A miniaturized, low-power parallel processor for space applications is under development by Space
INTRODUCTION
This paper describes the miniaturized, low-power SCC-100 parallel processor for space applications under development by Space Computer Corporation. This effort is sponsored by DARPA's Advanced Space Technology Program [1] . The basic goal of the SCC-100 project is the reduction, by an order of magnitude or more, of on-board processor weight, size and power consumption for space-based sensor systems. Such processors must employ parallel architectures with multiple processing elements in order to achieve the high throughputs required (up to tens of billions of operations per second). Our approach for achieving this goal is to use advanced VSLI implementations which maximize throughput per watt, together with three-dimensional hybrid wafer-scale integration (HWSI) packaging technology. Once the size of the processor is reduced, it is possible to use shielding techniques not practical with larger-volume equipment, thereby reducing or even eliminating the need for high-cost, radiation-hardened components. Figure 1 shows a full-scale model of the prototype version of the SCC-100 space processor with 12 processing nodes. This processor, which has a peak throughput in excess of 1.2 GFLOPS, occupies a volume of less than 15 cubic inches. If a 300 mu thick radiation shield (not shown) is used to enclose and protect the processor assembly, the volume occupied is 35 cubic inches.
PROCESSOR REQUIREMENTS
A basic requirement for the space processor is high throughput. Depending on the sensor type, sensor parameters and processing functions performed, this throughput can range from hundreds of millions to billions of arithmetic operations per second [2, 3, 41 . The only way in which such a wide range of performance objectives can be achieved is by use of a parallel processing architecture with multiple processing elements or "nodes". the ability to be programmed for a wide range of algorithms. Modularity can be achieved by the use of a scalable architecture implemented with varying numbers of identical nodes, depending on the throughput requirement.

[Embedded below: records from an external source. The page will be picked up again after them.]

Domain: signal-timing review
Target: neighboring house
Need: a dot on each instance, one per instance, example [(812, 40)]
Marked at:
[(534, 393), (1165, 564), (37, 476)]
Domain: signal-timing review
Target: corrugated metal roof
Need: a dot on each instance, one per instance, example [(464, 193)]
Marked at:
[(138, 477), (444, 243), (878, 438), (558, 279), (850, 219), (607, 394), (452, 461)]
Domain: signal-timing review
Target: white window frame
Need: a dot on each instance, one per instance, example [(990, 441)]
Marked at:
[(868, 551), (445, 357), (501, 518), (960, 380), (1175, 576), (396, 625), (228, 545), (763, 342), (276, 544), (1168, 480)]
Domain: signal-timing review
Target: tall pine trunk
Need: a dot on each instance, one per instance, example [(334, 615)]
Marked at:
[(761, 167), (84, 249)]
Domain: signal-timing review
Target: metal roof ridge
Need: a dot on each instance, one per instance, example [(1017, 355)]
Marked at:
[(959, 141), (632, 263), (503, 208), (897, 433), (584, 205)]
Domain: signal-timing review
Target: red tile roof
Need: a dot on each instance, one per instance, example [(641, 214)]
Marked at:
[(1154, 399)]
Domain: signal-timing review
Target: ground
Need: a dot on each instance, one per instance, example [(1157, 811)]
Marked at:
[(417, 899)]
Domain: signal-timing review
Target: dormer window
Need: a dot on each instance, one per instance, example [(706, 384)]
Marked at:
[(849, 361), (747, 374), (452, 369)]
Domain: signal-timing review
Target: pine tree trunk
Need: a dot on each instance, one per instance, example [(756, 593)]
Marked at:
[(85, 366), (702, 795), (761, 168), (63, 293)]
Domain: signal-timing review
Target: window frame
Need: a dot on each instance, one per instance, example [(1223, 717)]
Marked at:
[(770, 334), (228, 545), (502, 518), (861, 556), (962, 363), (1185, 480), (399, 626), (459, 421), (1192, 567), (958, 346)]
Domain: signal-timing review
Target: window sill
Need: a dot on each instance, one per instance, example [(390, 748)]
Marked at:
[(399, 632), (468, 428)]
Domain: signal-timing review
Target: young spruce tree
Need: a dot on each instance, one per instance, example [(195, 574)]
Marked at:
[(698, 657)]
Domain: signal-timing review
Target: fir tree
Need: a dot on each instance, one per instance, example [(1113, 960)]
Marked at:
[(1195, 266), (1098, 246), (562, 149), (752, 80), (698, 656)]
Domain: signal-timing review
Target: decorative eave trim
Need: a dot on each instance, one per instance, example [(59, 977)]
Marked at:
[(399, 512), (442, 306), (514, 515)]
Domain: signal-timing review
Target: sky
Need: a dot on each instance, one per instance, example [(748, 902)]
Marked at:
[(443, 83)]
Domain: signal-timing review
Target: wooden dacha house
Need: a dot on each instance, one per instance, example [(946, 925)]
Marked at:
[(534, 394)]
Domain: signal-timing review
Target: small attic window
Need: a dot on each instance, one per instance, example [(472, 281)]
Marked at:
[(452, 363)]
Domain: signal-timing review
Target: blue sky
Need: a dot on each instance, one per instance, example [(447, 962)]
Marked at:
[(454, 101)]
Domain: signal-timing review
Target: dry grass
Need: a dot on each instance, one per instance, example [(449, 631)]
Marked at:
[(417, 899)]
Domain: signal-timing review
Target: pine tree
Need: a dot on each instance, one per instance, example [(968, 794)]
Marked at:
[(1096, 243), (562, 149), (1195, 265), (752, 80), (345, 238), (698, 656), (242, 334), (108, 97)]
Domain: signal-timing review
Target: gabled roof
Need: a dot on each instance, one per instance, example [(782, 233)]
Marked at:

The final requirement is small size, weight and power consumption. Low power consumption is particularly important, since the weight of the hardware required for power generation, power distribution, power conditioning and cooling can easily exceed the weight of the processor itself.
PROCESSOR ARCHITECTURE
A wide variety of parallel processing architectures have been developed over the past two decades. At one extreme, "coarse-grained" machines like the Cray X-MP supercomputer use a small number of very powerful processors. Each processor has a sophisticated architecture and is built using the fastest available circuit technology. This approach is unsuitable for space applications because of the large number of devices, the large size and weight, and the high levels of power required.
At the opposite extreme are "fine-grained" machines based on very simple, bit-serial processing elements. Although any one processor is of little value by itself, the aggregate computing power can become very large when many such processors (e.g., tens of thousands) are coupled together. Most machines of this type have a so-called SIMD (single-instruction, multiple-data) structure. Examples include the Connection Machine and the DAP (Digital Array Processor). They require custom VLSI chips and custom software, and are generally not suitable for real-time, high-data-rate applications.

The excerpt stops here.